Jose Garcia Villa, Carlos Bulosan, Filibusterismo, Nick Joaquin, Florante
The indigenous literature of the Philippines developed primarily in the oral tradition in poetic and narrative forms. Epic poems, legends, proverbs, songs, and riddles were passed from generation to generation through oral recitation and incantation in the various languages and dialects of the islands. The epics were the most complex of these early literary forms. Most of the major tribal groups developed an original epic that was chanted in episodic segments during a variety of social rituals. One common theme of the epics is a hero who is aided by benevolent spirits. The epics that have survived are important records of the ancient customs of tribal society before the arrival of Islam and Christianity.
After the arrival of the Spanish, Catholic missionaries employed indigenous peoples as translators, creating a bilingual class known as ladinos. These individuals, notably poet-translator Gaspar Aquino de Belen, produced devotional poetry written in the Roman script, primarily in the Tagalog language. Later, the Spanish ballad of chivalry, the corridor, provided a model for secular (nonreligious) literature. Verse narratives, or komedya, were performed in the regional languages for the illiterate majority. They were also written in the Roman alphabet in the principal languages and widely circulated.

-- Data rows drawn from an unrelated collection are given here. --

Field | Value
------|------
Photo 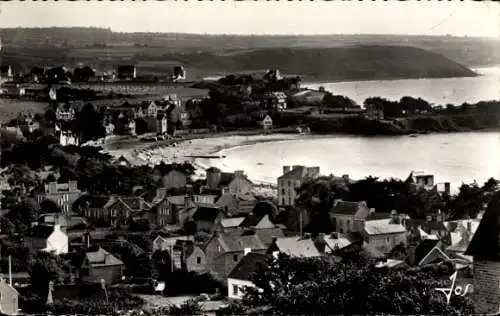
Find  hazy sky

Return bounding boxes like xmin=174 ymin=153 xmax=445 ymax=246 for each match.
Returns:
xmin=0 ymin=0 xmax=500 ymax=37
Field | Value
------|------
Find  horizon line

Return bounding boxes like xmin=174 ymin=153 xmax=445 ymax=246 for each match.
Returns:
xmin=0 ymin=26 xmax=500 ymax=40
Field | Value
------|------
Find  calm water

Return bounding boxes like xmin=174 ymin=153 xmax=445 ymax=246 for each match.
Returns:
xmin=305 ymin=67 xmax=500 ymax=105
xmin=201 ymin=67 xmax=500 ymax=188
xmin=202 ymin=132 xmax=500 ymax=188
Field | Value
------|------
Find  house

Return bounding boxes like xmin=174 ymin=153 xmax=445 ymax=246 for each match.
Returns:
xmin=153 ymin=164 xmax=188 ymax=189
xmin=0 ymin=275 xmax=21 ymax=315
xmin=465 ymin=193 xmax=500 ymax=314
xmin=362 ymin=219 xmax=407 ymax=253
xmin=278 ymin=165 xmax=319 ymax=206
xmin=43 ymin=224 xmax=69 ymax=255
xmin=268 ymin=234 xmax=321 ymax=258
xmin=59 ymin=130 xmax=80 ymax=146
xmin=316 ymin=233 xmax=353 ymax=255
xmin=35 ymin=181 xmax=82 ymax=213
xmin=152 ymin=236 xmax=194 ymax=253
xmin=206 ymin=167 xmax=253 ymax=195
xmin=261 ymin=115 xmax=273 ymax=130
xmin=240 ymin=214 xmax=275 ymax=229
xmin=83 ymin=247 xmax=125 ymax=284
xmin=56 ymin=103 xmax=76 ymax=121
xmin=173 ymin=239 xmax=206 ymax=273
xmin=156 ymin=112 xmax=168 ymax=135
xmin=204 ymin=231 xmax=266 ymax=282
xmin=193 ymin=205 xmax=224 ymax=232
xmin=117 ymin=65 xmax=137 ymax=80
xmin=215 ymin=193 xmax=257 ymax=216
xmin=219 ymin=217 xmax=245 ymax=232
xmin=227 ymin=252 xmax=268 ymax=299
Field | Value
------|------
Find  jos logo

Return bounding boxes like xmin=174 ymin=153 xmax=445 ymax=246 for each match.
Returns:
xmin=435 ymin=272 xmax=471 ymax=304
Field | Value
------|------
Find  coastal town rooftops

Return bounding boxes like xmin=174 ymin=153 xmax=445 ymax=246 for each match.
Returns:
xmin=465 ymin=193 xmax=500 ymax=261
xmin=364 ymin=219 xmax=406 ymax=235
xmin=274 ymin=236 xmax=321 ymax=258
xmin=228 ymin=252 xmax=268 ymax=281
xmin=278 ymin=166 xmax=319 ymax=180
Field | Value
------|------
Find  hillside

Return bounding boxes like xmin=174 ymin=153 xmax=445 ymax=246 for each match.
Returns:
xmin=0 ymin=27 xmax=500 ymax=66
xmin=3 ymin=45 xmax=475 ymax=81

Francisco “Balagtas” Baltazar, generally considered the first major Filipino poet, wrote poems in Tagalog. His best-known work, Florante at Laura (Florante and Laura), probably written between 1835 and 1842, is an epic poem that subversively criticizes Spanish tyranny. This poem inspired a generation of young Filipino writers of the new educated class, or ilustrados, who used their literary talents to call for political and social reform under the colonial system. These writers, most notably Jose Rizal, produced a small but high-quality body of Philippine literature in Spanish. Rizal’s novel Noli Me Tangere (Touch Me Not), published in 1886, and its sequel, El Filibusterismo (The Subversive), published in 1891, helped to shape a new, nationalist identity during the last years of the 19th century.
The transfer of the Philippines to United States control in 1898 resulted in a dramatic increase in literacy and, consequently, literary production. A variety of new literary journals began to be published. English-language Filipino novels, short stories, and poems were first published in book form in the 1920s. Many Filipino authors have had distinguished writing careers. Their works typically explore the Filipino cultural identity in the context of social and political issues. Filipino authors often write in more than one literary form and in more than one language. Major English-language works include Winds of April (1940) and The Bamboo Dancers (1959) by N. V. M. Gonzalez; Many Voices (1939) and Have Come, Am Here (1942) by Jose Garcia Villa; You Lovely People (1955) and Scent of Apples and Other Stories (1980) by Bienvenido N. Santos; The Laughter of My Father (1944) and America Is in the Heart (1946) by Carlos Bulosan; Bitter Country and Other Stories (1970) by Rosca Ninotchka; The Woman Who Had Two Navels (1972) and A Question of Heroes (1977) by Nick Joaquin; The God Stealer and Other Stories (1968) and Tree (1978) by Francisco Sionil Jose; A Question of Identity (1973) by Carmen Guerrero Nakpil; and His Native Coast (1979) by Edith L. Tiempo.